After an introduction from Professor Susan Schmidt, the seminar opened with the award-winning designer turned filmmaker Alison Page. Page began with a brief history into her career and achievements, sharing how design, art and inventing provided a pathway for her to explore her Indigenous heritage. Page’s latest project Clever Country is a three-part documentary which investigates the sophistication of science and technology in Indigenous cultural practices and knowledge. This series aims to educate on Indigenous culture, allowing design and technology to be a similar educational pathway to the greater Australian community, as it was for her.
…advances in patent law which have aided in the protection of Indigenous culture and knowledge.
Professor Brad Sherman continued the conversation sharing recent developments of intellectual property law in regards to Indigenous knowledge. Sherman shared events of exploitation of Indigenous culture across a national and international scale. One case in particular addressed the exploitation of Indigenous art. At the time of the case, Aboriginal paintings were not applicable to be protected under copyright law due to considerations that the art did not fit the definitions of the words private, public and original. This resulted in artworks being directly duplicated and printed on to clothing as well as Australian currency. Sherman spoke of the advances in patent law which have aided in the protection of Indigenous culture and knowledge. However for any piece of art, resource or knowledge to be protected it needed to be challenged. With younger Indigenous generations beginning to create, invent and research, it is crucial in the present time to further improve intellectual property laws that protect Indigenous culture and traditional knowledge.
This urgency is supported by the success of students involved in rural science workshops at Cunnamulla State School which was recounted by the following speaker Renee Rossini. On behalf of a multi-disciplinary team Rossini reflected on the achievements of an educational program that explores science both in the classroom and out in country. A major success over the last decade was the increase of student interest in science at a senior and tertiary level. Paralleling this achievement was and still is, the challenge of finding the required funding and the divide between urban and rural locations. Rossini praised the initial consultation with the community and its Indigenous leaders, pointing it out as a significant contributing factor to the success of the program. It is evident that the commitment and continuation of the workshops strengthened the relationship between school, community and university, resulting in enthusiasm and motivation from students to continue their education in science. It is this influence that will create more Indigenous scientists and provide the potential to further advance research in Australia through future collaborations between western science and traditional Indigenous knowledge.
… agreement was put in place to ensure the Indigenous community, its resources and traditional knowledge were not exploited through the result of commercialisation of spinifex.
Professor Paul Memmott and Adjunct Assoc Professor Colin Saltmere concluded the seminar with their collaborative findings on spinifex grass and the events during the development of the Spinifex Umbrella Research Agreement. Memmott described studies that discovered the beneficial qualities of the material including how the fibrils of the grass are the longest and thinnest in the world, allowing the material to be stronger than steel. These qualities provoked questions by researchers and academics on how the product could be utilised in contemporary technologies. The investigation led to the realisation of spinifex’s potential to be used for condoms, paper and packaging, concrete reinforcement, general rubber and more.

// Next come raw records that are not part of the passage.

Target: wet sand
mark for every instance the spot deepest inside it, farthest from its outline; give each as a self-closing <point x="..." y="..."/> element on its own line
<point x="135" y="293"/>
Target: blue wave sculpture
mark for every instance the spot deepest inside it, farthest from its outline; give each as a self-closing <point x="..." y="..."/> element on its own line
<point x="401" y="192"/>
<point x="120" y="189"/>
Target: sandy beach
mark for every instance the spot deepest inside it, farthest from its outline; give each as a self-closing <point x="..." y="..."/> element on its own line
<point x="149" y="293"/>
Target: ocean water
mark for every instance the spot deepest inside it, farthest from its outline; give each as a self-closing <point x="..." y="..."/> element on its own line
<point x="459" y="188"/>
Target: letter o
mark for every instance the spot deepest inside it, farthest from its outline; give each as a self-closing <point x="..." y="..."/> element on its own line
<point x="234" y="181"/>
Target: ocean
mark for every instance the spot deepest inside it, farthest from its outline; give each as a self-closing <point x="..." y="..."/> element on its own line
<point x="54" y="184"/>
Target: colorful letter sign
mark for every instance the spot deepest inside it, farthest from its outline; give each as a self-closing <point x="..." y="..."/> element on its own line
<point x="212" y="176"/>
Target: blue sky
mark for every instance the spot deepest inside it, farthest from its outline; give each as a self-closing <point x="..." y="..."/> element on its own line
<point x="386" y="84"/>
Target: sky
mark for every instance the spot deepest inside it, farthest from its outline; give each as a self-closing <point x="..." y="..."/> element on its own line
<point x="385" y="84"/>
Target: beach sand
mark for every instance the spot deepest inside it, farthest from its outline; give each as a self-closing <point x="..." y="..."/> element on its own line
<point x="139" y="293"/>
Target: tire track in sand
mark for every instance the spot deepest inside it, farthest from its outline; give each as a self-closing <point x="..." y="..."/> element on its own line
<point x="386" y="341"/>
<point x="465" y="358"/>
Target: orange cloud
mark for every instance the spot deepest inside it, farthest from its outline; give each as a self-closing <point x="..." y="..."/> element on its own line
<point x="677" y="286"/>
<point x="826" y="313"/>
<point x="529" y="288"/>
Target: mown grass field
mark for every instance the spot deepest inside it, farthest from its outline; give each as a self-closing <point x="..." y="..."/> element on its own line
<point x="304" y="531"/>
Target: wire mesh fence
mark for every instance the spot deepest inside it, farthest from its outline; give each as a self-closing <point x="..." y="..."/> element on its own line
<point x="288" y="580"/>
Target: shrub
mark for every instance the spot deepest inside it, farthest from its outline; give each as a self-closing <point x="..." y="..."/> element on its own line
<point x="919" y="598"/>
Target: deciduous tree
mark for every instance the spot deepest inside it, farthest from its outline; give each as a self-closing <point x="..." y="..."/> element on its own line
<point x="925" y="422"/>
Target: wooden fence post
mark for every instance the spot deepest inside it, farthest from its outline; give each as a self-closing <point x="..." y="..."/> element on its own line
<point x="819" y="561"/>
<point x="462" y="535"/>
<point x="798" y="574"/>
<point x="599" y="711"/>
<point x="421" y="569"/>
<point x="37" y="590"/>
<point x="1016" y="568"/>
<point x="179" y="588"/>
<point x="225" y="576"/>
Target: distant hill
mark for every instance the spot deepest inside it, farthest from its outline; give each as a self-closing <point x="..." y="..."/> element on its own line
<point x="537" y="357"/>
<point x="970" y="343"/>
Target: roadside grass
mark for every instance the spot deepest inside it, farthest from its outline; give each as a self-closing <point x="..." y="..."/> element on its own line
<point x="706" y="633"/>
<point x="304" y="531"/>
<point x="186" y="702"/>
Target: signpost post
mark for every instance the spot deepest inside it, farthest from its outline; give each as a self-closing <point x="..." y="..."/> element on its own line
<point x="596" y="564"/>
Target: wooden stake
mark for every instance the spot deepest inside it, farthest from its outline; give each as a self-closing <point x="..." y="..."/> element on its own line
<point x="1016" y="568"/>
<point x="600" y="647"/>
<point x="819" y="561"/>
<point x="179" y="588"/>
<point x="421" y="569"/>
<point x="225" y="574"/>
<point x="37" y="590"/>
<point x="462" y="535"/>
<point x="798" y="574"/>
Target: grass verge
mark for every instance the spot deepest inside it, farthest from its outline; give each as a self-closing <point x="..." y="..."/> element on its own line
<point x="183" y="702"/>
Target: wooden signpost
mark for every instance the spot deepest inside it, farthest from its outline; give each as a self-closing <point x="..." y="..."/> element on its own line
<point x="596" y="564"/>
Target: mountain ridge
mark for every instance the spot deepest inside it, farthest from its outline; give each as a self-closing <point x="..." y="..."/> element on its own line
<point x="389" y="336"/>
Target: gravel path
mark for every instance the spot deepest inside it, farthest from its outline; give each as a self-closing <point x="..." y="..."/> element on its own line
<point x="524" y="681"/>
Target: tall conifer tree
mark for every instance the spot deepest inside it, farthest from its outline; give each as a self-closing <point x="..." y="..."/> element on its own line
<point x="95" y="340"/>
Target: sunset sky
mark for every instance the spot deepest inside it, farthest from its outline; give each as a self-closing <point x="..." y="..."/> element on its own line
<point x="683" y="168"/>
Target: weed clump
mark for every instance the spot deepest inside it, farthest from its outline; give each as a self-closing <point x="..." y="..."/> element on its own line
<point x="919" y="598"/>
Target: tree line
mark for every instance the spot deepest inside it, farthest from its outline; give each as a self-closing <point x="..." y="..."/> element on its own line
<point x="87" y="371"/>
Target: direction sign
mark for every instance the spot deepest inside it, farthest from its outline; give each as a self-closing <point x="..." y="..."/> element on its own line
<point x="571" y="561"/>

Saltmere continued the conversation by sharing the events that occurred through the developments of the Spinifex Umbrella Research Agreement between the Dugalunji Aboriginal Corporation and UniQuest. The agreement was put in place to ensure the Indigenous community, its resources and traditional knowledge were not exploited through the result of commercialisation of spinifex. Memmott and Colin believe a result of this agreement is the potential to turn social problems into jobs and improve well-being in areas were spinifex will be farmed. It is clear the Spinifex Umbrella Research Agreement will be a precedent for future cases that require collaboration between large organisations, the Indigenous community, Indigenous resources and traditional knowledge.
All speakers at the seminar identified through their own research and achievements how Indigenous cultural practices and traditional knowledge has contributed to the development of their own discipline, whether that be design, law, science or education. The Indigenous Design Place will host future Indigenous Research and Science seminars to which will showcase more exemplar achievements and developments of Indigenous design, science and research.